Sauce Labs Maintenance Windows for Sauce Labs
We are investigating an issue with a third-party provider that is causing intermittent "Connection timed out", "pool communication" and "Unknown error while proxying appium request" errors when running tests in our EU and US datacenters. We will be performing emergency maintenance to our EU-Central and US-West datacenters this week to address this issue. Emergency maintenance windows will be posted to this page.
2022-December-16 Resolved Service Incident 2
Incident Report for Sauce Labs


Friday December 16th 2022, 20:51 - 21:31 UTC

What happened:

All tests waiting to be assigned to a virtual device during the incident were marked as failed. The error rate was ~70-80%, but primarily impacted customers requesting specific test devices.

Why it happened:

Demand for macOS increased to a point where it passed what was available. As this happened, new tests began to queue up which triggered the clearing of the new jobs queue resulting in all of the tests waiting in this queue being marked as failed. While the underlying issue was with macOS and iOS capacity it impacted all test types as the new test queue (which is shared) was backed up.

How we fixed it:

Clearing new tests queue restored the system from starvation; no additional action is usually required. In some cases, even after removing the new tests queue, the starvation comes back, and another clearing is performed.

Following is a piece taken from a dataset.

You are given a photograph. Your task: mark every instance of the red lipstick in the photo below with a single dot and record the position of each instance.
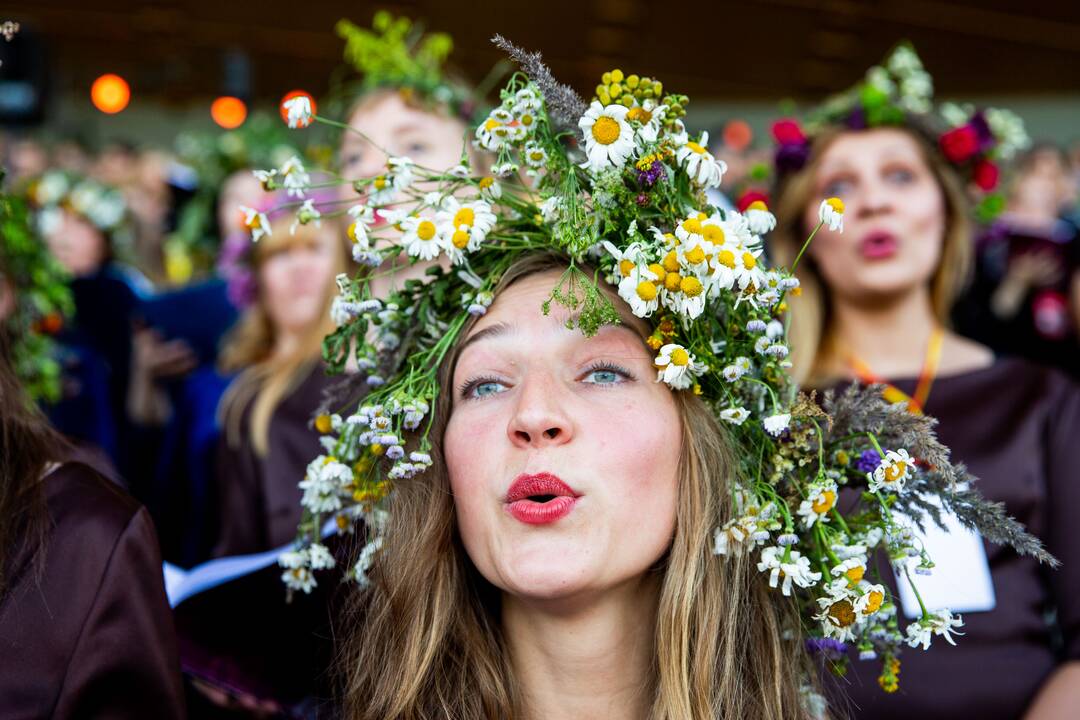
(540, 499)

What we are doing to prevent it from happening again:

We are looking at ways to increase our capacity specifically for macOS and iOS. We are also looking into ways that jobs can be cleared from queues by image name or platform, rather than clear the whole queue.

Posted Jan 24, 2023 - 10:06 UTC

Between 20:53 UTC and 21:14 UTC we experienced a spike in job errors on our Virtual Device cloud in our US West Data Center. All services are fully operational.
Posted Dec 16, 2022 - 23:46 UTC